I’m taping Alexa’s art all over the walls of our living room. I see it makes her proud when I hang up one of her creations. Eventually I’d like to curate my favorites and frame them, so that they have even more prominence (example of what I’d go for here).
I’m trying to remember when the cultivation of creativity dies.
Is it in junior high? Is it in high school? I know at some point along the way to adulthood art is discouraged and we steer ourselves in different, more profitable, directions. Maybe the uber talents continue, maybe they receive the lion’s share of the support. The rest of us eventually stop taking art classes and forget how to draw or create with a pen/brush/crayon/marker/glue and paper.
How sad.
Creating is powerful.
The candle that burned out of me in junior high is being reignited by Alexa.

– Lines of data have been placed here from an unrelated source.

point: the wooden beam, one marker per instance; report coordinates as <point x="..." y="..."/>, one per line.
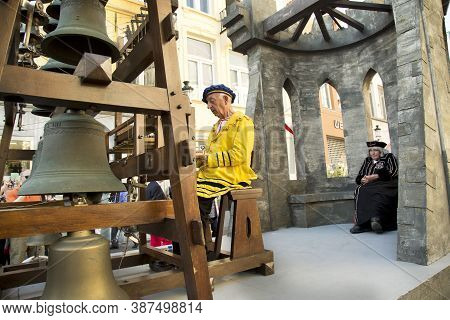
<point x="182" y="179"/>
<point x="137" y="60"/>
<point x="301" y="26"/>
<point x="139" y="134"/>
<point x="336" y="21"/>
<point x="153" y="163"/>
<point x="290" y="14"/>
<point x="138" y="287"/>
<point x="163" y="255"/>
<point x="9" y="11"/>
<point x="24" y="155"/>
<point x="362" y="6"/>
<point x="345" y="18"/>
<point x="121" y="126"/>
<point x="4" y="146"/>
<point x="166" y="229"/>
<point x="41" y="220"/>
<point x="17" y="205"/>
<point x="32" y="86"/>
<point x="322" y="25"/>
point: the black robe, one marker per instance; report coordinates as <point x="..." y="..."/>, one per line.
<point x="378" y="198"/>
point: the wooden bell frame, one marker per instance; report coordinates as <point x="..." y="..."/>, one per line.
<point x="178" y="219"/>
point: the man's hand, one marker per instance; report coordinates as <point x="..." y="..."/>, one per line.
<point x="368" y="179"/>
<point x="201" y="160"/>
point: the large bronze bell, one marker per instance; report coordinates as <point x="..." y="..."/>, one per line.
<point x="79" y="268"/>
<point x="81" y="28"/>
<point x="53" y="66"/>
<point x="73" y="158"/>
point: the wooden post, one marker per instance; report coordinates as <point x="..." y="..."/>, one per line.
<point x="9" y="11"/>
<point x="182" y="179"/>
<point x="4" y="146"/>
<point x="9" y="44"/>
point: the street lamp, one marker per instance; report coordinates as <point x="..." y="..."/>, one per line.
<point x="187" y="89"/>
<point x="377" y="133"/>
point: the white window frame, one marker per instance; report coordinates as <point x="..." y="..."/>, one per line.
<point x="326" y="96"/>
<point x="198" y="8"/>
<point x="240" y="90"/>
<point x="198" y="88"/>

She urges me to collaborate with her. I draw boats. She embellishes the sails. I sketch out Jake and his Neverland Pirates with her markers. She admires them and says, “Wow, Mama, that’s Jake! That’s Cubby!”
She thinks my art is amazing. That I created something that should be admired. Honestly, from the extent of her praise, you would think I were Picasso.

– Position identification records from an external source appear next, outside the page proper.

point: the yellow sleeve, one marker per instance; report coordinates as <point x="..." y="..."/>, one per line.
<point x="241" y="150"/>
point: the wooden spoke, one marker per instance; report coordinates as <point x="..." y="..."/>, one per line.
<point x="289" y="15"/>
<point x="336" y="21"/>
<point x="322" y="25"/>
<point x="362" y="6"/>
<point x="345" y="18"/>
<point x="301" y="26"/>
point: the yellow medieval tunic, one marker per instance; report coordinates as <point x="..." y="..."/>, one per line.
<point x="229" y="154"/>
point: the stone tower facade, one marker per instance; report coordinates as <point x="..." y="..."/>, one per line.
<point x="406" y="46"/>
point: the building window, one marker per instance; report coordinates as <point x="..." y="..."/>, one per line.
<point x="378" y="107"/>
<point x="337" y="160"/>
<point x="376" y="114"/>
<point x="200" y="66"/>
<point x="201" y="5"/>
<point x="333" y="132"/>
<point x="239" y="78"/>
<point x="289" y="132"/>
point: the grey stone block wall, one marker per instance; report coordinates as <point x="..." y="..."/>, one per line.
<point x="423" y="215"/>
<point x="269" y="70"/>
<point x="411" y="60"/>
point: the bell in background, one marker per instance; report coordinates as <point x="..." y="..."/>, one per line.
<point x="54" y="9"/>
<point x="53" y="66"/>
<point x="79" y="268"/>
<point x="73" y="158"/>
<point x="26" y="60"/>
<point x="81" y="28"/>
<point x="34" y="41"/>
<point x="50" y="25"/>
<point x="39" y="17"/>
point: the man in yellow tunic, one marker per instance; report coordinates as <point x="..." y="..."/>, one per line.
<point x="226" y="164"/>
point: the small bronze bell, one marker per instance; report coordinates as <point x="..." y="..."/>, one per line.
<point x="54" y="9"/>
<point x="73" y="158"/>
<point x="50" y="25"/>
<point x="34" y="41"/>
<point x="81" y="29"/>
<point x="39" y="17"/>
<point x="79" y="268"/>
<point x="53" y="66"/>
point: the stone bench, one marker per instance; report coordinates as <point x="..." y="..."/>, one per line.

Shouldn’t we all feel that way? That we can create something worthy of awe, even if just by a few people?
I go back to that very early feeling of drawing princesses with long veils and pink dresses. To the time in junior high when I drew a pretty accurate self-portrait. To the times when my friend Angie (a truly talented artist) and I used to sketch in our notes back and forth to each other.
At work, I feel painfully shy when it comes to sketching out art ideas, but I think it’s something I need to get over.
We’re all artists. Art inspiration is just beneath the surface. We should tap into our inner talents again.